In the auditory perceptual evaluation, one week after surgery the overall grade of dysphonia and roughness were significantly higher than pre-surgery. However, the Wilcoxon test showed no significant differences between further evaluations and the pre-surgical assessment. The videostroboscopic evaluation showed no significant differences as to symmetry, regularity, glottic closure and mucosal wave.
The objective data indicated a significant decrease of the highest frequency, intensity, fundamental frequency and objective vocal quality by means of the DSI value at one week post-surgery. When repeated analysis of variance was later performed, no significant differences were noted.

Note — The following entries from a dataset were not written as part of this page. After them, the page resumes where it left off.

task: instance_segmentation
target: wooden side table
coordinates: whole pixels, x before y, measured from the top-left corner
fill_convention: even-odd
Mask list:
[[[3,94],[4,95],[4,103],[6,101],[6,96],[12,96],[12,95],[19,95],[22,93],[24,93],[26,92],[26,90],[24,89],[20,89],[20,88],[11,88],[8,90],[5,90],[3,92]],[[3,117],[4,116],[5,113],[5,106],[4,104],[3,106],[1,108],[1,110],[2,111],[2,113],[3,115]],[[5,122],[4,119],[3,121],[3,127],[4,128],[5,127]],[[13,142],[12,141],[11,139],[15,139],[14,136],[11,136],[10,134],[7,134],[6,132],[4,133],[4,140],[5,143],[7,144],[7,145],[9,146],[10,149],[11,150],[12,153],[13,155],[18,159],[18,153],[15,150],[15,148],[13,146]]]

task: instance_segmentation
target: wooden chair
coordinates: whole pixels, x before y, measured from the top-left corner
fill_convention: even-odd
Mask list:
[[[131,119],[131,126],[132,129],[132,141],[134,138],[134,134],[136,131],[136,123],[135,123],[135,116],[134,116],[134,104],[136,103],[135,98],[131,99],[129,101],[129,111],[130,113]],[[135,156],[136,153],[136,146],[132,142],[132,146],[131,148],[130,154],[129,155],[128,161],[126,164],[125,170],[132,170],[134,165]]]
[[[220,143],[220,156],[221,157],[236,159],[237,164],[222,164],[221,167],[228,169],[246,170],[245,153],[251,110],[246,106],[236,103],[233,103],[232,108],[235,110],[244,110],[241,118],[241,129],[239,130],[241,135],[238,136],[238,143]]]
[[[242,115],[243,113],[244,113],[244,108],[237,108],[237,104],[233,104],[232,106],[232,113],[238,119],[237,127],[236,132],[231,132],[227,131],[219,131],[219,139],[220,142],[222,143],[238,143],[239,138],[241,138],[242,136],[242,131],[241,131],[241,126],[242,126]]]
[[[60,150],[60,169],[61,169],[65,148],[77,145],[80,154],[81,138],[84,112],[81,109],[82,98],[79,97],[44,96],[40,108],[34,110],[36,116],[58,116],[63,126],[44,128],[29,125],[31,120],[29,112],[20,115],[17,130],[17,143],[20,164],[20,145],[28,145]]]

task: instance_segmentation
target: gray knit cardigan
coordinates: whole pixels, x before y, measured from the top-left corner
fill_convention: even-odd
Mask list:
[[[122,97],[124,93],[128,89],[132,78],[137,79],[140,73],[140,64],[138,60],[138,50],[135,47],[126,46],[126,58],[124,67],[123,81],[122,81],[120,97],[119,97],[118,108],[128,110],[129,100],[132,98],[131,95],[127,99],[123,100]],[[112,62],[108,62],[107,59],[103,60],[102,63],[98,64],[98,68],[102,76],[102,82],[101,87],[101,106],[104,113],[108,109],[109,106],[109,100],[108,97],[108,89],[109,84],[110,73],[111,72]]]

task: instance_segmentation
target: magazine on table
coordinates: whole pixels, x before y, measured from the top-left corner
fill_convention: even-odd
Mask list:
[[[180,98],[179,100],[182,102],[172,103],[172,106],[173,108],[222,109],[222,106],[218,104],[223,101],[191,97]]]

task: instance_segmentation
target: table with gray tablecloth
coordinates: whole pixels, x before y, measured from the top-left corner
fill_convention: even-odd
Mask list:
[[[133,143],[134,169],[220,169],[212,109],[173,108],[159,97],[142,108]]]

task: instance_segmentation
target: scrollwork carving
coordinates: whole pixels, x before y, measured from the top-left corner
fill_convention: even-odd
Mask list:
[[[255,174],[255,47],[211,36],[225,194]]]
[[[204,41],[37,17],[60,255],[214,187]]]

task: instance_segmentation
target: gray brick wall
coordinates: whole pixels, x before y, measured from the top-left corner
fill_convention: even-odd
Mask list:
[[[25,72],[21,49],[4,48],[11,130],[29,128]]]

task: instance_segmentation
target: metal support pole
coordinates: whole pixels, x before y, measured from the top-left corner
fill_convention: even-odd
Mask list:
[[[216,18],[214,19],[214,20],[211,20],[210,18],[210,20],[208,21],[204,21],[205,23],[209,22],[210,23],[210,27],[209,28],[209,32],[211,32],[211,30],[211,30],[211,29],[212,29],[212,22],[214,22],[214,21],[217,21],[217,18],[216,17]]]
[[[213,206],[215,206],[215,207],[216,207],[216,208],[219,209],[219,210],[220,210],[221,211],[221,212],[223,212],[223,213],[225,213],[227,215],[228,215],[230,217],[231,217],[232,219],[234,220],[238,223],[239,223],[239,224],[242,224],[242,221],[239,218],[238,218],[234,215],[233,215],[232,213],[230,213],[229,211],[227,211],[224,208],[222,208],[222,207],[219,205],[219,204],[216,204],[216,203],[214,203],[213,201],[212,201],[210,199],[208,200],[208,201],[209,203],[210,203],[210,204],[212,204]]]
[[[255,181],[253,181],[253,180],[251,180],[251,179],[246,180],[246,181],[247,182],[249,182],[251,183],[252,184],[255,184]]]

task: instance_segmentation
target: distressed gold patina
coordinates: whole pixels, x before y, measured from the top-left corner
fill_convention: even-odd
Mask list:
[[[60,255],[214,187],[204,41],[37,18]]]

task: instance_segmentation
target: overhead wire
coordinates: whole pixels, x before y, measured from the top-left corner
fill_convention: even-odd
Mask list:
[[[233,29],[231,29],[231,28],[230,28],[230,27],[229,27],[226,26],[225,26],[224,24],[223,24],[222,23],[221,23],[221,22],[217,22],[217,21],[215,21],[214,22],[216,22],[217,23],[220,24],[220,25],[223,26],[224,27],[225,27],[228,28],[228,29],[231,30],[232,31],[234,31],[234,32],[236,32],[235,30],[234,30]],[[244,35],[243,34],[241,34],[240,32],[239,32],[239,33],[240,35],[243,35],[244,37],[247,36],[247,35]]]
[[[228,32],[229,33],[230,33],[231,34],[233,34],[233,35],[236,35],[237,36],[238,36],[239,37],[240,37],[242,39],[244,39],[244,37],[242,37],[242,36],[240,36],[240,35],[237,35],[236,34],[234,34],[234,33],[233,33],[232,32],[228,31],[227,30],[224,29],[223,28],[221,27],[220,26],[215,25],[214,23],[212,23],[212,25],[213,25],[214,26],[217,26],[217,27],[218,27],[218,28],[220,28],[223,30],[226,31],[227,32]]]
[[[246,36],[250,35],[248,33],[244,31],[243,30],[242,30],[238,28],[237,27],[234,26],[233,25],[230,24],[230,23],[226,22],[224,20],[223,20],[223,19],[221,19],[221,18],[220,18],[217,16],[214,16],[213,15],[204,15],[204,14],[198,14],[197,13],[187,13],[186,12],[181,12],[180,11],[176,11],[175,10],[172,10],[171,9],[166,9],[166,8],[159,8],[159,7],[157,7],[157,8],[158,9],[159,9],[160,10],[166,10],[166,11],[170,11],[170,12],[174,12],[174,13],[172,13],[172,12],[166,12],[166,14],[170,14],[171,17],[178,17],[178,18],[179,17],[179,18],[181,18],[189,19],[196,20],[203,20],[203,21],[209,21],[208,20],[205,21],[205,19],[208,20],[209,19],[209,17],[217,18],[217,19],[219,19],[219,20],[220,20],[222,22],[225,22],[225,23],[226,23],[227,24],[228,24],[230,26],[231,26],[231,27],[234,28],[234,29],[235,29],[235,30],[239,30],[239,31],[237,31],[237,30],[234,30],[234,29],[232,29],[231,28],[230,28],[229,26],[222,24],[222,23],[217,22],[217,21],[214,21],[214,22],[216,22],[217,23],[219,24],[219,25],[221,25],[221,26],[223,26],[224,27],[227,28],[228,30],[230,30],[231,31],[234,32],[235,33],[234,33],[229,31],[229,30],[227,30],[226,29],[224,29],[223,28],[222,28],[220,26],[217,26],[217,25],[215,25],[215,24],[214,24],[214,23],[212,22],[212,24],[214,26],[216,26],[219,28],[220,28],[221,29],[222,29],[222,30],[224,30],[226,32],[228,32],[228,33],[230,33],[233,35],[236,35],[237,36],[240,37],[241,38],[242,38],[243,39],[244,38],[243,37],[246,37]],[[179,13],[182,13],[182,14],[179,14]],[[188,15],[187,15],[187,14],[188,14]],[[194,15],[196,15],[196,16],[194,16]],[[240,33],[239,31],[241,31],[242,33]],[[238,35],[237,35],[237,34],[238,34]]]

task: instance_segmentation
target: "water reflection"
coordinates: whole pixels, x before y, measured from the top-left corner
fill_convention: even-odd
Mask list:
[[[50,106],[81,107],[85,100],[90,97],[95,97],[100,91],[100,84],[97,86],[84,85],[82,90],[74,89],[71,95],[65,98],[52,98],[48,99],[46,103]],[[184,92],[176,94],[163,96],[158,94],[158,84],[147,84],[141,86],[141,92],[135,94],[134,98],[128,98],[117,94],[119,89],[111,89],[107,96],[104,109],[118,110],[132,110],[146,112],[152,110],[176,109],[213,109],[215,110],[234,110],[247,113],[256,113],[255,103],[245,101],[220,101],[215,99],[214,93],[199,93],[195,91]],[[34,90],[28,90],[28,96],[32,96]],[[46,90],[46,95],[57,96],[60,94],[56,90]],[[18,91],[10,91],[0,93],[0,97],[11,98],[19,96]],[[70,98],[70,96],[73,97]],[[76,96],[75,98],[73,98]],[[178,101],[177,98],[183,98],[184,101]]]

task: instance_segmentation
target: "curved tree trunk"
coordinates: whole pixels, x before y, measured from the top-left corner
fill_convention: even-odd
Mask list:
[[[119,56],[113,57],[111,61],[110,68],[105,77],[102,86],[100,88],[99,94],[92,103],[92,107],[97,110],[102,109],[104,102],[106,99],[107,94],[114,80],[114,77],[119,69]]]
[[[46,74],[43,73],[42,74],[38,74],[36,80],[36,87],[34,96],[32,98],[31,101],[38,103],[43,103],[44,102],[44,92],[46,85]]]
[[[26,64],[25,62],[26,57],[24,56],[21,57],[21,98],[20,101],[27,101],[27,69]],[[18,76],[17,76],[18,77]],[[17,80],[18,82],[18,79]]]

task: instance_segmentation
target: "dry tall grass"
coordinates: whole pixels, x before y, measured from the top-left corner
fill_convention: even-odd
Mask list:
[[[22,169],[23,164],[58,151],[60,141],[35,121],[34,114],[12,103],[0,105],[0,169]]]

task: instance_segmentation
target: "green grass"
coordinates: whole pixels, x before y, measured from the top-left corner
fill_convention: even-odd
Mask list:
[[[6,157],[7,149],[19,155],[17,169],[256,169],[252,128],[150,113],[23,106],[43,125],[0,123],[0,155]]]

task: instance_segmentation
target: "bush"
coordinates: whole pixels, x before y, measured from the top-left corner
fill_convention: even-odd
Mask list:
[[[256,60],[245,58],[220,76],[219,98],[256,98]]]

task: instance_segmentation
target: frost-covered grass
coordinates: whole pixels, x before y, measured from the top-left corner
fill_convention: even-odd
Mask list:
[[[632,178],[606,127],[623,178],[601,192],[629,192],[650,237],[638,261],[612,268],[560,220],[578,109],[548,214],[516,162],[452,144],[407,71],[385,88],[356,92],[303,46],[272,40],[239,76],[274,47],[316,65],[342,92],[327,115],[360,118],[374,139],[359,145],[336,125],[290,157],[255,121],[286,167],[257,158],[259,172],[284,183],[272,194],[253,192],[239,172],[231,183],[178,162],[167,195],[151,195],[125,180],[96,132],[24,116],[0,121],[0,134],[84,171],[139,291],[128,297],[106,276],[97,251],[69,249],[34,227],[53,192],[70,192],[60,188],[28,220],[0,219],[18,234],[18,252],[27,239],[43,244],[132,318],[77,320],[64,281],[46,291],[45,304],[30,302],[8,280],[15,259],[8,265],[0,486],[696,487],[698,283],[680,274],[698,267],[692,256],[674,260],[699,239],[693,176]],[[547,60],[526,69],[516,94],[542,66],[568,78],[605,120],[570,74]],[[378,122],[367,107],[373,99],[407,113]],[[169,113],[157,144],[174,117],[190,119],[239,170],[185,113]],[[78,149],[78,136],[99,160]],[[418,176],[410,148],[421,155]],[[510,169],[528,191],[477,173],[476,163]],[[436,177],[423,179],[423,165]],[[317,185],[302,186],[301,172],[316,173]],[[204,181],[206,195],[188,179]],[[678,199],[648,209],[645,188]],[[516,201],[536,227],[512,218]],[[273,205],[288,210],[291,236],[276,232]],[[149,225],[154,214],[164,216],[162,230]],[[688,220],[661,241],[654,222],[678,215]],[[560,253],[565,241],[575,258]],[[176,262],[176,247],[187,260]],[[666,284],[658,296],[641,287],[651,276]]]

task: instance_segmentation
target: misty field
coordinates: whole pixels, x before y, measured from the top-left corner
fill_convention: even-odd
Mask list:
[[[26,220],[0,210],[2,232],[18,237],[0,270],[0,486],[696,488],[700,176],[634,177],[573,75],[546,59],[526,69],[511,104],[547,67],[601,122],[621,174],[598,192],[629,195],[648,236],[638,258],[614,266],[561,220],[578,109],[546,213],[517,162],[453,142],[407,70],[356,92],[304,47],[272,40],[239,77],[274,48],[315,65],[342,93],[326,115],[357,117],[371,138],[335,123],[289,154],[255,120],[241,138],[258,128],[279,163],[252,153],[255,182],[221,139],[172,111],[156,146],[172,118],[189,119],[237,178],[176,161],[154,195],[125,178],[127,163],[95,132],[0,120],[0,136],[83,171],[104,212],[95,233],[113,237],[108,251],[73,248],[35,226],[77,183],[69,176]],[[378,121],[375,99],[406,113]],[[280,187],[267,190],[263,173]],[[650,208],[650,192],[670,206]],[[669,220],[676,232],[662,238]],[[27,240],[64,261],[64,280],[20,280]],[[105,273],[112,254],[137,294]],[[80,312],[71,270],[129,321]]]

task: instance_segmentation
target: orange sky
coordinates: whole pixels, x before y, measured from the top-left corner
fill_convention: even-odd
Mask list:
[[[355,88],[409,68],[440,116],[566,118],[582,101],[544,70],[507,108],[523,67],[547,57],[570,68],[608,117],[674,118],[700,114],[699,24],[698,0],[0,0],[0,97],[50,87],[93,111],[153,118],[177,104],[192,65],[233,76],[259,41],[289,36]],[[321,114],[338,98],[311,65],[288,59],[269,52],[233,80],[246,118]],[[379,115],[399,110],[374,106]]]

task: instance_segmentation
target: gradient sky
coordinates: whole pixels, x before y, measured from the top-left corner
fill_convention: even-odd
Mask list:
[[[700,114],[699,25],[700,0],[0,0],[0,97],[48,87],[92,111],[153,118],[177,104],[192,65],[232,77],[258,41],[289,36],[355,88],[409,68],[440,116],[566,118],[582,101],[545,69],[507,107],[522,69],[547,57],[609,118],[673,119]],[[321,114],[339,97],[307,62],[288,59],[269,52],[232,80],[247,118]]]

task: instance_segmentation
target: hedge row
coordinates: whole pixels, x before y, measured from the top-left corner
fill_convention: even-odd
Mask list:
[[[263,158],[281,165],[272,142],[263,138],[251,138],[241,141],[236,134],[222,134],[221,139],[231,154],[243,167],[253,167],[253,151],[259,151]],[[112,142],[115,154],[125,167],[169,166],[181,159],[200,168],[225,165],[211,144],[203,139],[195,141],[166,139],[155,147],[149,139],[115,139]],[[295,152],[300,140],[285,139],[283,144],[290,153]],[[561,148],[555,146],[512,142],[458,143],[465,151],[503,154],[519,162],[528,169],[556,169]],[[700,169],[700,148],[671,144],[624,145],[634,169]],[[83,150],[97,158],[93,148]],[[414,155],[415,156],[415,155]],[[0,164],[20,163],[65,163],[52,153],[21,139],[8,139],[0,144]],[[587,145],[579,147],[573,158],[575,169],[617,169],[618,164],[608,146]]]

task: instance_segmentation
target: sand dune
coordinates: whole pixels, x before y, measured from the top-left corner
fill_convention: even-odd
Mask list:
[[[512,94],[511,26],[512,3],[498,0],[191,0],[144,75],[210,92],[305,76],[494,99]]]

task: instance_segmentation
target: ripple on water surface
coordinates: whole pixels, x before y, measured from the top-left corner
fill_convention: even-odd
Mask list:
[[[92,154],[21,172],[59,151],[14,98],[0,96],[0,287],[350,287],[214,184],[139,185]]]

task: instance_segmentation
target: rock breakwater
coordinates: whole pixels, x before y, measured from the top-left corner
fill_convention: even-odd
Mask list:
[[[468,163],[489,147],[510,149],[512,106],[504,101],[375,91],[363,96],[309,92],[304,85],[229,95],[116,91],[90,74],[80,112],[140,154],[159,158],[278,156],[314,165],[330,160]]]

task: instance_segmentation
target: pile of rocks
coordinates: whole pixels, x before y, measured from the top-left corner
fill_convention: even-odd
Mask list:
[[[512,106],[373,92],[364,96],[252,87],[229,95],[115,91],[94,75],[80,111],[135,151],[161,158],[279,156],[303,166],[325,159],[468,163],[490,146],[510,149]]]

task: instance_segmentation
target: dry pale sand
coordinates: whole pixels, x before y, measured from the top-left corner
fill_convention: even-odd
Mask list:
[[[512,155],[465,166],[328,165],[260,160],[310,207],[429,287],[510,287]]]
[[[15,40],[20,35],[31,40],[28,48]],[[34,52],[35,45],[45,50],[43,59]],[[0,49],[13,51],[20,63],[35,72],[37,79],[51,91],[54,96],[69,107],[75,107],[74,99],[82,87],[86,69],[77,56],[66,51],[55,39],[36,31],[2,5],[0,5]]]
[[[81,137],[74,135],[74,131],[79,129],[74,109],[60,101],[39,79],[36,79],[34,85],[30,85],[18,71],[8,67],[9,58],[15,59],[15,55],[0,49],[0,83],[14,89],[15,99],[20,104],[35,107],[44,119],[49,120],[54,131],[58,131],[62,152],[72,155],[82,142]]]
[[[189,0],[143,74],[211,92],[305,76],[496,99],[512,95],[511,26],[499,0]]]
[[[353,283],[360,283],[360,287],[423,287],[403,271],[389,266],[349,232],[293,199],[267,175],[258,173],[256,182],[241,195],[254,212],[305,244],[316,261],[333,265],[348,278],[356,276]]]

Bottom line: Although more vocal complaints occurred immediately after thyroidectomy, patients had a normal perceptual and objective vocal quality with no permanent change of vocal performance at six week and three month evaluations.
Citation: Lierde KV, D’haeseleer E, Wuyts FL, et al. Impact of thyroidectomy without laryngeal nerve injury on vocal quality characteristics: An objective multiparameter approach. The Laryngoscope. 2009;120(2):338-345.